Does anyone know where I can obtain decals for it? Someone on another CABE blog mentioned "Swing Bike" decals were available on ebay but my search turned up nothing on ebay.





While browsing photos on the internet I see two different configurations for the crank. With chain guard or with pants protector metal disk over the sprocket. Are both configurations correct? 

I also see 3 possible sprocket patterns here, are all 3 correct and are there others beyond these 3 that are correct?

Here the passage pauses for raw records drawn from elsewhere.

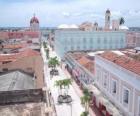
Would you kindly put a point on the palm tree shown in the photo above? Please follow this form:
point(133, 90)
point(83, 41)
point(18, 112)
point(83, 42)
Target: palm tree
point(66, 84)
point(53, 62)
point(63, 84)
point(47, 53)
point(44, 44)
point(122, 21)
point(59, 84)
point(84, 114)
point(85, 99)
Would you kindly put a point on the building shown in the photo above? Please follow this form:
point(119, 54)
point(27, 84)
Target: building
point(19, 95)
point(133, 39)
point(77, 40)
point(118, 77)
point(86, 26)
point(34, 23)
point(107, 19)
point(115, 24)
point(29, 61)
point(81, 67)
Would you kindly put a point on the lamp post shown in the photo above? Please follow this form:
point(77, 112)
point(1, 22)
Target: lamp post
point(70, 104)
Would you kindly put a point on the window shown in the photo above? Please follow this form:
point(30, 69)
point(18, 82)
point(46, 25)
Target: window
point(105, 79)
point(105, 82)
point(114, 87)
point(91, 40)
point(105, 41)
point(98, 74)
point(126, 96)
point(98, 40)
point(84, 40)
point(138, 107)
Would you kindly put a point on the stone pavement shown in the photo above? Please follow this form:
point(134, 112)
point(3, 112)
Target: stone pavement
point(74, 109)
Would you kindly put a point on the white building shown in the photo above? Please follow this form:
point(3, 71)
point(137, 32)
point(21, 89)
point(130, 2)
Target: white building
point(34, 24)
point(118, 77)
point(107, 19)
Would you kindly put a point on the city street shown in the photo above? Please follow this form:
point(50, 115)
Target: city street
point(73, 109)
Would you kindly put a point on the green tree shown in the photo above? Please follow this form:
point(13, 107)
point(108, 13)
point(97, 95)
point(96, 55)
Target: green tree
point(53, 62)
point(63, 84)
point(84, 114)
point(44, 44)
point(47, 53)
point(122, 21)
point(85, 99)
point(66, 84)
point(59, 84)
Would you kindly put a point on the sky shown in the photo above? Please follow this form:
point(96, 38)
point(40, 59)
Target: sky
point(51, 13)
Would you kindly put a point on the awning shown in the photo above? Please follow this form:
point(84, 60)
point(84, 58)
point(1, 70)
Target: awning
point(75, 73)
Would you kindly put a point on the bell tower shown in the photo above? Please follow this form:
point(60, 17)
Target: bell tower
point(107, 19)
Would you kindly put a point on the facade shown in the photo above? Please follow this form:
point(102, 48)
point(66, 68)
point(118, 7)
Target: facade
point(34, 24)
point(115, 24)
point(133, 39)
point(4, 35)
point(80, 67)
point(29, 61)
point(77, 40)
point(86, 26)
point(118, 77)
point(107, 19)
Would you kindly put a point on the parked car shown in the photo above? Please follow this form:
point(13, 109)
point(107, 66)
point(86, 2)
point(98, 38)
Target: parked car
point(54, 72)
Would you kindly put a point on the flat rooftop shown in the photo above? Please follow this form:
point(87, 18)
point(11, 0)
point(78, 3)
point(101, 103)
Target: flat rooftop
point(16, 80)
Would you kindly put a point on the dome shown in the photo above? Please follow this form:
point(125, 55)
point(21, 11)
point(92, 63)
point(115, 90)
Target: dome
point(34, 20)
point(65, 26)
point(108, 11)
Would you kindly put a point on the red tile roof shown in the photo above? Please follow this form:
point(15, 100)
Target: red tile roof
point(15, 46)
point(14, 57)
point(123, 61)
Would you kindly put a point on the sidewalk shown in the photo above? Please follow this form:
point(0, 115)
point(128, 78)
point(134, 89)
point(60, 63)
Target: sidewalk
point(80, 94)
point(64, 109)
point(74, 91)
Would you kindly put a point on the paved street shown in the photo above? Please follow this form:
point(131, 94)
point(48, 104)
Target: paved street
point(73, 109)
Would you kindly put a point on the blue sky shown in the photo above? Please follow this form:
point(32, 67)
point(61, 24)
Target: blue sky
point(55, 12)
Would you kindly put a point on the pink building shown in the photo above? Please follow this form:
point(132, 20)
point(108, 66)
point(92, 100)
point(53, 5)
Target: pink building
point(133, 39)
point(118, 77)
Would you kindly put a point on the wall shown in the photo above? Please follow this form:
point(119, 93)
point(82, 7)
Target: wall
point(75, 40)
point(32, 64)
point(124, 78)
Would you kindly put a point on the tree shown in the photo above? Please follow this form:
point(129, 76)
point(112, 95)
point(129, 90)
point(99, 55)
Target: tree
point(122, 21)
point(63, 84)
point(59, 84)
point(85, 99)
point(66, 84)
point(47, 53)
point(84, 114)
point(44, 44)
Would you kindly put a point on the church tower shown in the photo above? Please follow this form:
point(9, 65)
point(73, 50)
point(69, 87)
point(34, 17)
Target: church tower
point(34, 24)
point(107, 19)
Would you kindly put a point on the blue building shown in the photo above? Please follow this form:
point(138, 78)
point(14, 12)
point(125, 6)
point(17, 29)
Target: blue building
point(77, 40)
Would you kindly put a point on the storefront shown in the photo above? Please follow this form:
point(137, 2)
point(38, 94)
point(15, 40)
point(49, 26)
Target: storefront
point(103, 104)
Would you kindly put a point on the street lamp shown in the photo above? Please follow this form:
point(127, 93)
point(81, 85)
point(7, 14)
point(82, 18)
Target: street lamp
point(70, 104)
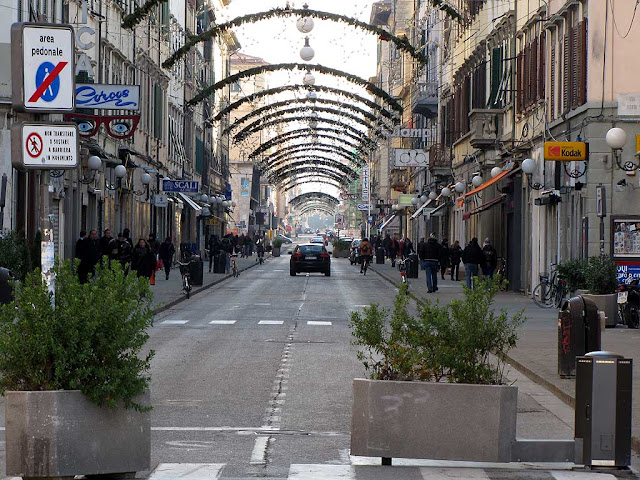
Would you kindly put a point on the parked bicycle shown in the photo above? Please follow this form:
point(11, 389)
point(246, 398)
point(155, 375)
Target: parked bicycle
point(234, 266)
point(186, 277)
point(551, 291)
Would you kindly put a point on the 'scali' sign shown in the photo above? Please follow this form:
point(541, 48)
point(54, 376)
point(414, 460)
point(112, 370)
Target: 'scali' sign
point(107, 97)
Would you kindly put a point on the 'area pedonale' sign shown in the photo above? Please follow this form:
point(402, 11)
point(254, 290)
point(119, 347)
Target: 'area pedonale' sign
point(565, 151)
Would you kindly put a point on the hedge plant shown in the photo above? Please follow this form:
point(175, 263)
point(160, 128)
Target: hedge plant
point(462, 342)
point(87, 337)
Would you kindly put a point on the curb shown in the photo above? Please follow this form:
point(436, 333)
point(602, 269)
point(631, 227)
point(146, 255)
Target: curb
point(173, 303)
point(534, 377)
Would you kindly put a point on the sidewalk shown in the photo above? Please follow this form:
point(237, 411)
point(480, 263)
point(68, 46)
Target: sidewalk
point(537, 351)
point(167, 293)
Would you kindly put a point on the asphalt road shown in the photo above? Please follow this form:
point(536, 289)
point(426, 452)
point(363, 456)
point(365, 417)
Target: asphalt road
point(246, 359)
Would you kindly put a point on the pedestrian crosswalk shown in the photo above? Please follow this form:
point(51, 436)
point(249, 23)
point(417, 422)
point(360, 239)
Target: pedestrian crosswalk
point(210, 471)
point(178, 323)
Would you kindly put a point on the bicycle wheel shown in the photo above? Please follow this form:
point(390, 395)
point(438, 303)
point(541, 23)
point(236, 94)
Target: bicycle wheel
point(541, 295)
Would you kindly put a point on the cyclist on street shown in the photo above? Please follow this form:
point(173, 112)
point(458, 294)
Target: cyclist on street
point(365, 250)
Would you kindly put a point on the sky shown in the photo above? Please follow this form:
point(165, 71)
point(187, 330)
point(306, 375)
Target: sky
point(336, 45)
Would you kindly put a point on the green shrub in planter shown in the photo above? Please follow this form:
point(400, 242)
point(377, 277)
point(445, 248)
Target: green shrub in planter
point(575, 273)
point(451, 343)
point(90, 341)
point(602, 275)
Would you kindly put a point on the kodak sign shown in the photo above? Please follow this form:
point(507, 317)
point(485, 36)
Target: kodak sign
point(565, 151)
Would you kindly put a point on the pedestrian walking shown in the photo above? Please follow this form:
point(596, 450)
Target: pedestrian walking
point(490, 258)
point(430, 257)
point(444, 257)
point(143, 261)
point(472, 257)
point(455, 255)
point(166, 253)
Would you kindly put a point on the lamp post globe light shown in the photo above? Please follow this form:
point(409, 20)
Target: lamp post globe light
point(306, 52)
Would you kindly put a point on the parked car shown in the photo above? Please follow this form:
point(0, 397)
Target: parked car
point(310, 257)
point(354, 254)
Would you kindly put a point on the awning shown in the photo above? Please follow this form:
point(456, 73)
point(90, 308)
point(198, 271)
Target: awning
point(190, 202)
point(484, 206)
point(495, 179)
point(435, 210)
point(387, 221)
point(419, 211)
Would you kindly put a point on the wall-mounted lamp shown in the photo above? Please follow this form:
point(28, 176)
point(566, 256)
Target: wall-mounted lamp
point(528, 167)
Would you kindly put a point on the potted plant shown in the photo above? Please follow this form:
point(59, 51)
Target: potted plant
point(74, 379)
point(340, 248)
point(276, 243)
point(602, 284)
point(435, 388)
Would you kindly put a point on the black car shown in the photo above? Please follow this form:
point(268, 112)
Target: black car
point(310, 257)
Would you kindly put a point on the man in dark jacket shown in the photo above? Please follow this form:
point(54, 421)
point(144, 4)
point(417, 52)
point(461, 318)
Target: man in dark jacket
point(472, 257)
point(430, 256)
point(444, 257)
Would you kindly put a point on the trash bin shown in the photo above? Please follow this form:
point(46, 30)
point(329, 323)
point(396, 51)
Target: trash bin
point(6, 290)
point(603, 410)
point(221, 264)
point(578, 333)
point(412, 265)
point(196, 270)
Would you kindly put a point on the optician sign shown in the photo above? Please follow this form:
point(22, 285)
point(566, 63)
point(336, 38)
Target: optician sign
point(565, 151)
point(44, 146)
point(108, 97)
point(183, 186)
point(43, 66)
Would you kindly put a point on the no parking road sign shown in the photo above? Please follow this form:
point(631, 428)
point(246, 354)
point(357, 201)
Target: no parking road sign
point(45, 146)
point(43, 69)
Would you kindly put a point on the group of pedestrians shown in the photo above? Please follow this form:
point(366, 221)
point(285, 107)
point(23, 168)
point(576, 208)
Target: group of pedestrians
point(141, 258)
point(437, 257)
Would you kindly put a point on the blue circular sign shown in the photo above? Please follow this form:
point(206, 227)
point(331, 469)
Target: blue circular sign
point(51, 92)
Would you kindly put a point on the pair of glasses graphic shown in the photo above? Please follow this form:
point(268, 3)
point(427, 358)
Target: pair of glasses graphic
point(117, 126)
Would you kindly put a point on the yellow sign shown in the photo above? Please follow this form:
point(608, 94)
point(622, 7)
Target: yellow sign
point(565, 151)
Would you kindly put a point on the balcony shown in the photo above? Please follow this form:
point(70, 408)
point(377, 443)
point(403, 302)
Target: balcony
point(486, 128)
point(425, 99)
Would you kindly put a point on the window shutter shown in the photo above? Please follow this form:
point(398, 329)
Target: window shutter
point(541, 67)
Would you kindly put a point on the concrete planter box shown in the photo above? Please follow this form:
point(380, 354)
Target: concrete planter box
point(62, 434)
point(438, 421)
point(609, 305)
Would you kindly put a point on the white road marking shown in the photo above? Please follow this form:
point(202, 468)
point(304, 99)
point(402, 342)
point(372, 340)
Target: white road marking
point(258, 456)
point(187, 471)
point(449, 473)
point(321, 472)
point(581, 476)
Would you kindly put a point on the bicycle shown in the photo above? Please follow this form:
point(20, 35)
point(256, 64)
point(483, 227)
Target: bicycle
point(234, 266)
point(186, 277)
point(551, 291)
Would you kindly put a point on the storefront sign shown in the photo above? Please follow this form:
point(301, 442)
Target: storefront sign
point(411, 158)
point(108, 97)
point(43, 66)
point(565, 151)
point(47, 146)
point(184, 186)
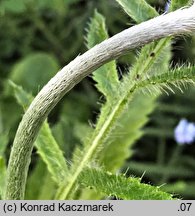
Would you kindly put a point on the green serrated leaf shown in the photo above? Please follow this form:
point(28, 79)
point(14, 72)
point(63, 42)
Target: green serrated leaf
point(34, 71)
point(45, 143)
point(138, 10)
point(120, 186)
point(106, 76)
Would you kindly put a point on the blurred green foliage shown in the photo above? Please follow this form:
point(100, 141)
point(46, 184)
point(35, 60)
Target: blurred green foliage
point(37, 38)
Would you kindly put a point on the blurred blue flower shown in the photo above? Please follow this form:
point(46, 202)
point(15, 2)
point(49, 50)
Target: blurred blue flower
point(185, 132)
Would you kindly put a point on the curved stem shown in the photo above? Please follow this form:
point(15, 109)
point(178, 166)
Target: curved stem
point(178, 22)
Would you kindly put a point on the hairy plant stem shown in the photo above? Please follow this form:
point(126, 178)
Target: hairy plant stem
point(175, 23)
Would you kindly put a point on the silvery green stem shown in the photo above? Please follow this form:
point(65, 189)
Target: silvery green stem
point(175, 23)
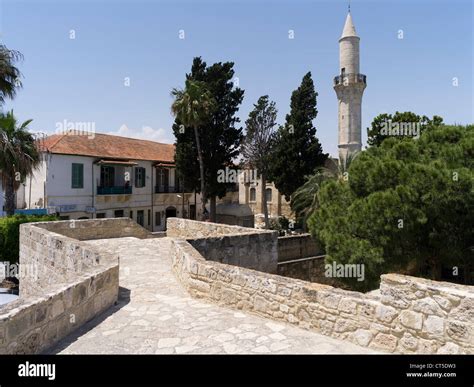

Thank you to anyone that can help with information.


----------



## rfeagleye (Oct 30, 2020)

I know a little about them...

Here is a picture of an NOS Swing Bike. There are front brakes on the bikes:





There are two styles of the bikes/sprocket. The first ones made had a chainguard, then they switched to a pie plate chainguard later. The first sprocket you listed is from an AMF bike, it is not an original Swing Bike sprocket. I'm not sure if that is the correct chainguard for the bike, but I know the early ones did have a guard.

The problem with some of the internet pictures is that the parts for the bikes are a little hard to find. So people use what they have to make the bikes ridable.

You just missed a set of decals on eBay, someone was selling a set this week. I see them from time to time listed there for sale, if another set pops up I can try and give you a heads up.

Good luck with your project!


----------



## Rambler (Oct 30, 2020)

@sworley , Very nice "Swing Bike" you have there. Thank you for the information, this helps. 

Yes please do let me know if you see any decal sets come up for sale.


----------



## rfeagleye (Oct 30, 2020)

Oh that one isn't mine, I stole that picture from the internet


----------



## stingrayjoe (Oct 31, 2020)

Here are some 35mm photos of a bike I bought about 25 yrs ago.


----------



## redline1968 (Oct 31, 2020)

This ones all original but the sissy bar ( still have it too).


----------



## Rambler (Oct 31, 2020)

@stingrayjoe and @redline1968 thank you both for posting the photos of your bikes, that is very helpful allowing me to determine what is original and what is not for my bike.


----------



## Goldenrod (Nov 9, 2020)

I saw a beat up Swing bike frame at the Portland IN. meet around 1994.  My friend told me what it was and then tracked one down and let me buy it for $150.  I rode it in a parade showing off.  When I fell, the audience cheered.  The bike and I were not hurt but it was one of my favorite mornings.  Mine was never used.  Note the foot kick stand is adjustable 20, 24, 26 inch. It did not come with the bike.
   Then I bought a homemade one at the Memory Lane swap about three years ago and tricked it out.  Years ago, a fireman in some town, made these for kids who wanted to ride them in a town parade.  It is made from a girls Schwinn and one



doner head tune.   It is more stable to ride because it is 26 inch and the oval bars are more level with equal size wheels.  Note: The old Schwinn tubes were made into an oval and the top of the old headset is plugged with a quarter.  I am 75 years old and this is my favorite parade bike.  It is like riding a snake with two Schwinn badges. There is a Tube video of another 26 inch ridden (very well) by a kid.


----------



## Goldenrod (Nov 9, 2020)

stingrayjoe said:


> Here are some 35mm photos of a bike I bought about 25 yrs ago.
> 
> View attachment 1293932
> 
> ...




Fat little Jimmy Osmand (see picture) rode and sold these on his brother and sister's TV show.  He did tricks. Year?


----------